Mercedes verlagert Sprinter-Produktion nach Polen – Rüstungsriese KNDS übernimmt deutsche Werke
Nurten HarloffMercedes verlagert Sprinter-Produktion nach Polen – Rüstungsriese KNDS übernimmt deutsche Werke
Tiefgreifende Veränderungen stehen der deutschen Automobil- und Rüstungsindustrie bevor. Mercedes-Benz plant, die Produktion seines Sprinter-Transporters bis 2030 nach Polen zu verlagern. Gleichzeitig führt die Rüstungsschmiede KNDS Gespräche über die Übernahme von Werken von Mercedes-Benz und Volkswagen, um die Kapazitäten für militärische Fahrzeuge auszubauen.
Die Umbrüche erfolgen vor dem Hintergrund einer geplanten Großbestellung gepanzerter Fahrzeuge durch die Bundeswehr, die die Hersteller zum Ausbau ihrer Produktionskapazitäten zwingt.
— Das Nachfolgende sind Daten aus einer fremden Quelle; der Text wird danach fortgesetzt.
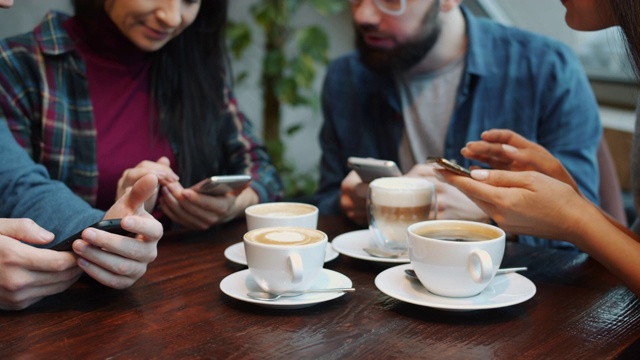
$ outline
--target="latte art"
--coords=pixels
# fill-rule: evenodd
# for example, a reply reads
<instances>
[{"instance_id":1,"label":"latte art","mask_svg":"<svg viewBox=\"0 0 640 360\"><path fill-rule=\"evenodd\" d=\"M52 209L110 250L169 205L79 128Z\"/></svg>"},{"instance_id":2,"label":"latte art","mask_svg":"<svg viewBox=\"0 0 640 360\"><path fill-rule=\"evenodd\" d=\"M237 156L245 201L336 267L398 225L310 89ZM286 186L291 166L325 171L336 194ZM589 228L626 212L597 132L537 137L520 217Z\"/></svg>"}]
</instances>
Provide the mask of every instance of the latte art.
<instances>
[{"instance_id":1,"label":"latte art","mask_svg":"<svg viewBox=\"0 0 640 360\"><path fill-rule=\"evenodd\" d=\"M245 236L248 241L265 245L299 246L322 241L321 231L304 228L261 228L250 231Z\"/></svg>"}]
</instances>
Mercedes-Benz hat angekündigt, die Sprinter-Fertigung vom Standort Ludwigsfelde in Deutschland nach Jawor in Polen zu verlegen – voraussichtlich um das Jahr 2030. Der Schritt ist Teil einer umfassenden Neuausrichtung des Produktionsnetzwerks. Die Zukunft des Standorts Ludwigsfelde bleibt jedoch ungewiss; eine endgültige Entscheidung steht noch aus.
Der europäische Rüstungskonzern KNDS prüft derzeit mehrere Optionen, um seine Produktion zu steigern. So verhandelt das Unternehmen über die Übernahme des Mercedes-Werks in Ludwigsfelde, wo es möglicherweise zusätzlich Flächen für die Montage militärischer Fahrzeuge anmieten könnte – parallel zur bestehenden Transporterfertigung. Zudem evaluiert KNDS das Volkswagen-Werk in Osnabrück, das seine aktuelle Produktion 2027 einstellen wird. Volkswagen sucht für den Standort nach diesem Zeitpunkt nach „zukunftsfähigen Perspektiven“.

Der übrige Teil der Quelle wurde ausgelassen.